INF: Managed Range Identities in Merge Replication (322910)

MORE INFORMATION

Identity Columns in Merge Replication

The goal in replicating identity values is to use an incrementing technique so that inserts performed at different servers will not use the same incremental values. Because merge replication must handle servers that are disconnected and that cannot communicate with each other, it cannot coordinate each insert to use the next available ID value across both copies of the table.

Ranged Identities

The solution merge replication uses is "ranged identities", in which each published article is assigned a range of identity values. The identity values in each table start at the minimum value of the range, and increment to the maximum value of the range. For example, range assignments might be defined as batches of 100:

                   Range      Range
Server             Minimum    Maximum
------------------ ---------- ---------- 
Publisher                 1      100
Subscriber1             101      200
Subscriber2             201      300

To implement these ranges, the seed property for the identity column in each table is set to the minimum value of the range, which "seeds" the incremental values to start at the low end of the range. To control the high end of the range, a CHECK constraint is used to prevent the identity column values from falling outside the range. For example, a Publisher table might be defined as:

CREATE TABLE id_table
(
     ID int identity (1,1) not for replication primary key,
     CONSTRAINT id_range_check CHECK (ID BETWEEN 1 AND 100)
)

The Subscriber1 table would be:

CREATE TABLE id_table
(
     ID int identity (101,1) not for replication primary key,
     CONSTRAINT id_range_check CHECK (ID BETWEEN 101 AND 200)
)

The Subscriber2 table would be:

CREATE TABLE id_table
(
     ID int identity (201,1) not for replication primary key,
     CONSTRAINT id_range_check CHECK (ID BETWEEN 201 AND 300)
)

Allocating New Ranges

Using the table definitions that are earlier in this article, each Subscriber can successfully insert 100 rows, and that newly-inserted data can then be safely replicated to the other Subscriber (or Publisher) databases without error or without unique index violations. However, after the one-hundredth row, inserts start to fail with messages that indicate the Subscriber-side identity range has filled up:

Server: Msg 548, Level 16, State 2, Line 1

The identity range managed by replication is full and must be updated by a replication agent. The INSERT conflict occurred in database 'dbGeneralMergeSub', table 't1', column 'c1'. Sp_adjustpublisheridentityrange can be called to get a new identity range.

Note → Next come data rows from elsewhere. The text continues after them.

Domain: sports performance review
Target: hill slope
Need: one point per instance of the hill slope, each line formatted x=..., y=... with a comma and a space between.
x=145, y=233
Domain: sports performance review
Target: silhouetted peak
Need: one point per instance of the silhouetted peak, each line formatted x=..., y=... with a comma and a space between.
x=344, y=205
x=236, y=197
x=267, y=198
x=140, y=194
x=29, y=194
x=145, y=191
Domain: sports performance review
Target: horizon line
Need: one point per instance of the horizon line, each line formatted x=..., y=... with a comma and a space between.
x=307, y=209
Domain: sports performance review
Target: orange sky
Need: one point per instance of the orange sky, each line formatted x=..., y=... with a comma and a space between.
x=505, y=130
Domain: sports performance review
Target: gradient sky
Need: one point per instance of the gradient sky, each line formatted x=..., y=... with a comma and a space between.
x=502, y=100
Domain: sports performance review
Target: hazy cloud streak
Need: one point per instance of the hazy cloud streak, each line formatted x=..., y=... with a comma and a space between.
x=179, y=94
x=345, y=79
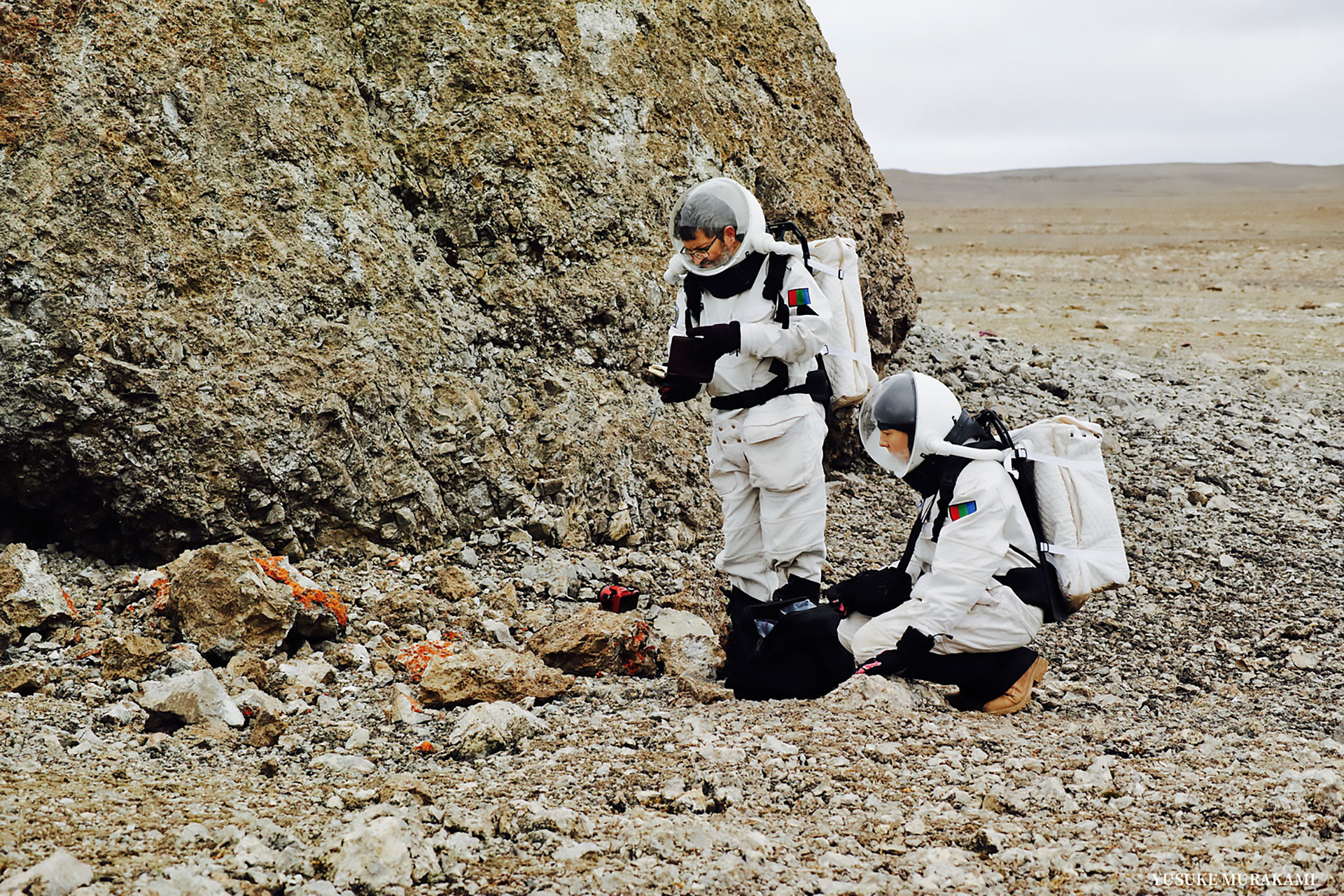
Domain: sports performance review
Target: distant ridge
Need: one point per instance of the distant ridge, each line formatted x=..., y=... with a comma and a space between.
x=1050, y=186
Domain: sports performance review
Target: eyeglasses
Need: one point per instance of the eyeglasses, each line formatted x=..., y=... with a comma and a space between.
x=699, y=254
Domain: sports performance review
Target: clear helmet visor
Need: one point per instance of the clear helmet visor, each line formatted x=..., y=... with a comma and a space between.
x=708, y=225
x=870, y=433
x=913, y=400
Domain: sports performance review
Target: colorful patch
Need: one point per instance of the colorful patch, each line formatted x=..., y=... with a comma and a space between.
x=958, y=511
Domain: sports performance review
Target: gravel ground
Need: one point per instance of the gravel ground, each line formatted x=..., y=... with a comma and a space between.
x=1186, y=739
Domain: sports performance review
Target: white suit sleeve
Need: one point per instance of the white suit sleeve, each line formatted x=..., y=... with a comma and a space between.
x=806, y=335
x=969, y=551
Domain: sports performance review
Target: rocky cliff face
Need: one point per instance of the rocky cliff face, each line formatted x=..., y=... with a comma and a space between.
x=309, y=270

The statement has been terminated.

When the original identity range fills up, the replication agent must create a new range before allowing any more rows to be inserted into the table. Using the earlier example, the next available range is 301-400, and the following Transact-SQL code is used to implement the new range:

ALTER TABLE id_table DROP CONSTRAINT id_range_check

DBCC CHECKIDENT('id_table','reseed',301)

ALTER TABLE WITH NOCHECK id_table ADD CONSTRAINT id_range_check
CHECK (ID BETWEEN 301 and 400)

After this point, inserts are permitted in the table and they start to increment in the new range. Note that this code is for explanatory purposes only. Merge replication manages this process for you, and you cannot use this technique if the table is published for merge replication.

How to Implement Managed Range Identities with Merge Replication

While it is possible to implement ranged identities independent of merge replication, it can be very difficult to manage the range assignments and reallocate new ranges, especially if the servers do not have a reliable network link.

Identity Columns and NOT FOR REPLICATION

There is a special consideration to keep in mind when replicating tables with identity columns. By default, SQL Server does not know who is performing the insert. It might be a user process that is performing an insert, or it might be the merge replication process replicating the user insert. By default, in both cases, SQL Server tries to increment the identity column when it loads the row. However, you typically want SQL Server to increment the value only when the user performs the insert, but you do not want the value incremented when the replication process inserts the new row into another server in the replication topology. When the row is inserted into another server you typically want it to retain the value from the original insert.

For this reason, if you are going to publish a table that contains a column with the IDENTITY property, you must use the NOT FOR REPLICATION (NFR) property for the IDENTITY column. When this option is set, SQL Server recognizes merge replication processes when they perform the insert, and the original identity column value is retained.

If the NFR property is not used, you may receive several different types of errors during the merge process. The errors range from unique index errors to more subtle errors such as foreign key violations and trigger errors.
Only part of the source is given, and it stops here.